We can't do it know, have you watched the American army competition, which has the best self controlled cars researched to date.
Sorry, my bad.
What I meant to say was that yes the technology isn't very good now, but in 20-30 years it will be a lot better.
Not entirely, If we had an electric road rather than a mono rail, I would suggest a similar system. Without the tractor.
I was assuming you meant a martial system like that rather than a full one.
In which case we may be arguing for essentially similar systems. Probably using similar sensors (such as those already installed in cars with intelligent cruise control) but you are advocating sensors on the road to lead the cars around (whereas I am advocating GPS/satellite)? Or with an electric road do you still mean using a rail style track?
Yeah it may have been the marital system
(this?) there was a thread on here about it a few months ago? This is the only system that looks like it is possible to run in the next 5 years that i've seen however.
there's lots of ways you could do it pay per mile would be one of them. Tax at the moment is a sliding scale.
What I'm saying is as electricity is so cheap compared to oil and the much higher efficiency there is more than enough money in the system for such a infrastructure once you get it set up.
Personally I think pay per mile would be the best bet, however I know that a lot of motorists, especially those that would use the system the most, don't agree with it (or at least thats the impression I get from this forum) and it would probably have to sit in parallel with another system (for those not using the electricity). I guess another option (just as another option) could be a zoning system, like the underground, but that would probably be a bit too complicated.
The cars are cheap as they are very simple to make, use normal components that are already mass produced. They can be froma couple of thousand (so cheaper than today cars, upwards. Depending what you want.
It is not the case for your system, assuming the technology was perfected all the sensors costs thousands and this would have to be fitted to every car. Rather than the sensors and control being fitted to the infrastructure.
Why would the cars be cheaper than they are today, especially in the beginning? That's before we start taking about choice. Today tou could technically buy a petrol car or around £5k if you really wanted, problem is people don't. If the infrastructure was put in place tomorrow I'm guessing we would still be looking at spending around £15k minimum for a car (for example that ford mentioned earlier in the thread, with an 80 mile range). It has exactly the same issue as my system, the sensors today may cost thousand, but in 10, 20, 30 years? Due to your infrastructure having to be placed over a number of years you would have to start from the other side, cars needing bigger batteries and longer ranges, slowly decreasing as the infrastructure increased (and conversely the cost of the batterys and stuff in the car decreasing). Otherwise, in 10 years time say, you would get a car that ran on electric roads and had an 80 mile range but you couldn't use it north of Luton due to the range off the M25 (for arguments sake the only bit of road upgraded at the time).
Both the electric road and monorail system would have the same problem as well.
With the sensors side of things it would probably take a similar number of years to get a reasonable amount of cars on the road with them in (or able to take advantage of an electric road), the technology would decrease in cost and filter down to lesser cars, much like cruise control and electric windows.
This again is not the case, to be beneficial in traffic flow and congestion reduction, the entire system needs to be integrated centrally at massive cost as well as the massive cost to each car. And then you still have the fuel issue. ATM there is not much on the horizon for battery technology. which leaves hydrogen which is hard to produce or fuel cells., most of which work on bio-fuels which have their own problem.
Although I agree, there may be some benefit to a centrally based system (which you would almost certainly need with an electric road as well), you would still get benefits without it, for example using the same technology that the martial system you mentioned earlier uses. As the speed and distance between cars is computer controlled you would have an almost identical system to it in fact. To the point possibly that the GPS system would not necessarily have to be used on things like motorways, just more minor roads with less traffic.
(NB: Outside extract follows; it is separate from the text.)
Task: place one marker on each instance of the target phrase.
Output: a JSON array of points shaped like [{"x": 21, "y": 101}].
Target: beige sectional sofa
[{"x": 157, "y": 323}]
Yes there is the fuel issue with a non electric road, however you would still have the same issue for at least the next 20 years. As I mentioned before, it would take tens of years to get a reasonable amount of infrastructure in place (just look how long it takes to resurface and widen parts of the M25), until that time (in 20-30 years) your cars would need a similar number of batteries, and by that point the power issue almost certainly won't be an issue..
I have no doubt such system will be possible and in relatively near future. it's just not the system we need, in the time scale we have.
The problem is, neither is yours (in the most part). As I mentioned a few times we are looking at 20-30 years easily before we get enough of the electric road or monorail to actually be of any use.